CONSTITUTION DU 4 OCTOBRE 1958

SEIZIÈME LÉGISLATURE

Enregistré à la Présidence de l’Assemblée nationale le 17 janvier 2023.

PROPOSITION DE LOI

pour des congés payés mutualisés, démocratiques et universels,

(Renvoyée à la commission des affaires sociales, à défaut de constitution d’une commission spéciale
dans les délais prévus par les articles 30 et 31 du Règlement.),

présentée par Mesdames et Messieurs

Hadrien CLOUET, Nadège ABOMANGOLI, Ségolène AMIOT Farida AMRANI, Ugo BERNALICIS, Christophe BEX, Manuel BOMPARD, Louis BOYARD, Sylvain CARRIÈRE, Florian CHAUCHE, Sophia CHIKIROU, Éric COQUEREL, Jean‑François COULOMME, Catherine COUTURIER, Hendrik DAVI, Sébastien DELOGU, Karen ERODI, Martine ETIENNE, Emmanuel FERNANDES, Marie‑Charlotte GARIN, Raquel GARRIDO, Clémence GUETTÉ, David GUIRAUD, Mathilde HIGNET, Andy KERBRAT, Bastien LACHAUD, Antoine LÉAUMENT, Élisa MARTIN, William MARTINET, Frédéric MATHIEU, Damien MAUDET, Danièle OBONO, Mathilde PANOT, Thomas PORTES, Sébastien ROME, Aurélien SAINTOUL, Michel SALA, Andrée TAURINYA, Matthias TAVEL, Aurélie TROUVÉ, Paul VANNIER, Léo WALTER,

Député.es.

 


1

EXPOSÉ DES MOTIFS

Mesdames, Messieurs,

L’avènement des congés payés marque une nouvelle étape de la civilisation humaine.
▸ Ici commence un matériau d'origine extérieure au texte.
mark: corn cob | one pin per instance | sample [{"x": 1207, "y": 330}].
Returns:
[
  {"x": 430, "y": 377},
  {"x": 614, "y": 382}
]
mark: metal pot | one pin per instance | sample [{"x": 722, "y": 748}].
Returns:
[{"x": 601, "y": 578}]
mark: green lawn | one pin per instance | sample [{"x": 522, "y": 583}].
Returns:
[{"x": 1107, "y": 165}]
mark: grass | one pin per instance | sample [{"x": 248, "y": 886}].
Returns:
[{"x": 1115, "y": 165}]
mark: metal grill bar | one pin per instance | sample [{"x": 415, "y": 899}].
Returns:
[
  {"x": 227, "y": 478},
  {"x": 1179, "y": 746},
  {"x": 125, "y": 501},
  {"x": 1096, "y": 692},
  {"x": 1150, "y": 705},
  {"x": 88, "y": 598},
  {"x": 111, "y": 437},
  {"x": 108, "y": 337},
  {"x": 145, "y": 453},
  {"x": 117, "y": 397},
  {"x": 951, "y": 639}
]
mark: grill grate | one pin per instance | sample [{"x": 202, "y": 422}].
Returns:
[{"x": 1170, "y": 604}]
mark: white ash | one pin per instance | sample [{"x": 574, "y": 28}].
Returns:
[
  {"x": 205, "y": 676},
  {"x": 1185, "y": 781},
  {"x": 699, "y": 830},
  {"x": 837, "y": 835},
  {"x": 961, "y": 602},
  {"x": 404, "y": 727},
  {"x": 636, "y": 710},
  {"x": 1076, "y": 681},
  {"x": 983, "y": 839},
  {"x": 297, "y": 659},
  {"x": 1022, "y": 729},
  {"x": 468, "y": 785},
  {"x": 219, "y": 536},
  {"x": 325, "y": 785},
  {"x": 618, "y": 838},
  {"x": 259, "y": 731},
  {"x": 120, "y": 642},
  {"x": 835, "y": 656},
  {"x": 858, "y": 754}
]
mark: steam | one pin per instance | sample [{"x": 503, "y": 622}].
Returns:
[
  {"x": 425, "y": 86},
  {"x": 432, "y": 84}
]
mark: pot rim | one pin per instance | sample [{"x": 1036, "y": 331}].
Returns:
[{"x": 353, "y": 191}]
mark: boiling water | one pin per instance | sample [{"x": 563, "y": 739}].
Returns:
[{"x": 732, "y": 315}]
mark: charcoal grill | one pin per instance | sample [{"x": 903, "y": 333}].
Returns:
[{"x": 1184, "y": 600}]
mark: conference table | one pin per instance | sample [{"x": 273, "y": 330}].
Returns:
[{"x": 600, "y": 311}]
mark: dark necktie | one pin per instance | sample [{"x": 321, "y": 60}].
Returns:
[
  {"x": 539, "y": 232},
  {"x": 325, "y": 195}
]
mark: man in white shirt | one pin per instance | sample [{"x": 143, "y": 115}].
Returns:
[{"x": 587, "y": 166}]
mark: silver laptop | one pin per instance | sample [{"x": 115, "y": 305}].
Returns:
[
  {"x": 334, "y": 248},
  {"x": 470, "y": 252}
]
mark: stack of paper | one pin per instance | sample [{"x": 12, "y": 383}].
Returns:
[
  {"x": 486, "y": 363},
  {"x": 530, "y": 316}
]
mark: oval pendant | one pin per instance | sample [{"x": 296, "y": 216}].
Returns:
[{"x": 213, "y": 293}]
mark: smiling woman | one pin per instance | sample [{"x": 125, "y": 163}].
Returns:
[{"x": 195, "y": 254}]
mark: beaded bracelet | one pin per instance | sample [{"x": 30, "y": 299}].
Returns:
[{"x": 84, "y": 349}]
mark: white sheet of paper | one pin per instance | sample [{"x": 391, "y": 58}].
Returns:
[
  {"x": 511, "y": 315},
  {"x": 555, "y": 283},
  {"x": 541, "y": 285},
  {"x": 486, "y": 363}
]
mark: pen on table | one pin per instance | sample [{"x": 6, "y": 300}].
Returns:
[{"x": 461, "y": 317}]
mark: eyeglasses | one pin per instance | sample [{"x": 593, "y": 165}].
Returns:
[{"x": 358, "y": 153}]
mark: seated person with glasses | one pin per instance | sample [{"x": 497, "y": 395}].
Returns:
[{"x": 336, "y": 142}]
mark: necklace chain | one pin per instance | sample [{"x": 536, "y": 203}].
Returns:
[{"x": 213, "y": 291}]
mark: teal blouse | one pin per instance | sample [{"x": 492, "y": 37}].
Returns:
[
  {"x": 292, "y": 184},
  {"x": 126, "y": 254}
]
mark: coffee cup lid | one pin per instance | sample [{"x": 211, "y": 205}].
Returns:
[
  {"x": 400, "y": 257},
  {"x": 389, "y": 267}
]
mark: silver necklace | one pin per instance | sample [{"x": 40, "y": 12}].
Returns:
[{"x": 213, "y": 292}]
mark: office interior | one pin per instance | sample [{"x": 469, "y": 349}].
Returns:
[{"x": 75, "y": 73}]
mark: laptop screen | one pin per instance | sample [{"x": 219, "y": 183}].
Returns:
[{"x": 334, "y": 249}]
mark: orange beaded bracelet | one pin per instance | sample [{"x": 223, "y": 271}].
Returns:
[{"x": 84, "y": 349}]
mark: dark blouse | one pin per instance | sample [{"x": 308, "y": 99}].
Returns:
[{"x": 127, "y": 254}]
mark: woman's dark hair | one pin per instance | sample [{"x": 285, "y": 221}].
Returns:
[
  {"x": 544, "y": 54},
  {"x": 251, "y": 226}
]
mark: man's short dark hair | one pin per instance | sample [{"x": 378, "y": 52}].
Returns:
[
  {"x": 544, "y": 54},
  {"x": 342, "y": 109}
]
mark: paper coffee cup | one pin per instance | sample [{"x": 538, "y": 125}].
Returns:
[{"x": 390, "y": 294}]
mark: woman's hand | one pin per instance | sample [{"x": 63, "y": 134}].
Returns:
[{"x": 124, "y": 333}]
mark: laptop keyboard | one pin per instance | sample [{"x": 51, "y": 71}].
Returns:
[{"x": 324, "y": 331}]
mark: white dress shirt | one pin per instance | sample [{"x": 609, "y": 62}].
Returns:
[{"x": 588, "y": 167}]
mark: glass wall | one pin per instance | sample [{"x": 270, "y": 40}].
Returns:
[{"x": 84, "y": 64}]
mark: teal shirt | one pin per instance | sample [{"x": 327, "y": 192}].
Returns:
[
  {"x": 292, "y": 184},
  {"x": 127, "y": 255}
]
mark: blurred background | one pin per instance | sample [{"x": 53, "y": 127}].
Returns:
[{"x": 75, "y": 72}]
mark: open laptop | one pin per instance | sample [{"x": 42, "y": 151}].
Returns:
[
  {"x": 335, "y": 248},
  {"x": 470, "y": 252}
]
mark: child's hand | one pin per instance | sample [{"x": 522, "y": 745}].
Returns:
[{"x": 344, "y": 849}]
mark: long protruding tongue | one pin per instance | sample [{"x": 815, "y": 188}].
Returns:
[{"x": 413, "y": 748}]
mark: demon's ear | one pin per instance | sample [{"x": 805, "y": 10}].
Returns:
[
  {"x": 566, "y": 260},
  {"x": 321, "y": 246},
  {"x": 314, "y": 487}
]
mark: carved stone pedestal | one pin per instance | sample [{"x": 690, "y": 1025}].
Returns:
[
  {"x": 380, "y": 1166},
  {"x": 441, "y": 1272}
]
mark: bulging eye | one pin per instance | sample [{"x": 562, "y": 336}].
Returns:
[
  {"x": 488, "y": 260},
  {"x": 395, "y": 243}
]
Préalablement, seuls les écoliers connaissaient un droit institué à une période de repos, tandis que le reliquat de vacationem tempore répondait aux variations climatiques, à la poursuite d’activités saisonnières ou aux rites religieux à date fixe. En France, le Second Empire voit la naissance des premiers congés payés, à destination exclusive des fonctionnaires. Mais c’est le Front populaire qui reconnaît deux semaines hors‑travail en 1936 et engage ainsi une révolution : le congé n’est plus la conséquence d’un engagement auprès de l’État ou d’une situation de minorité, mais la contrepartie d’un travail salarié accompli.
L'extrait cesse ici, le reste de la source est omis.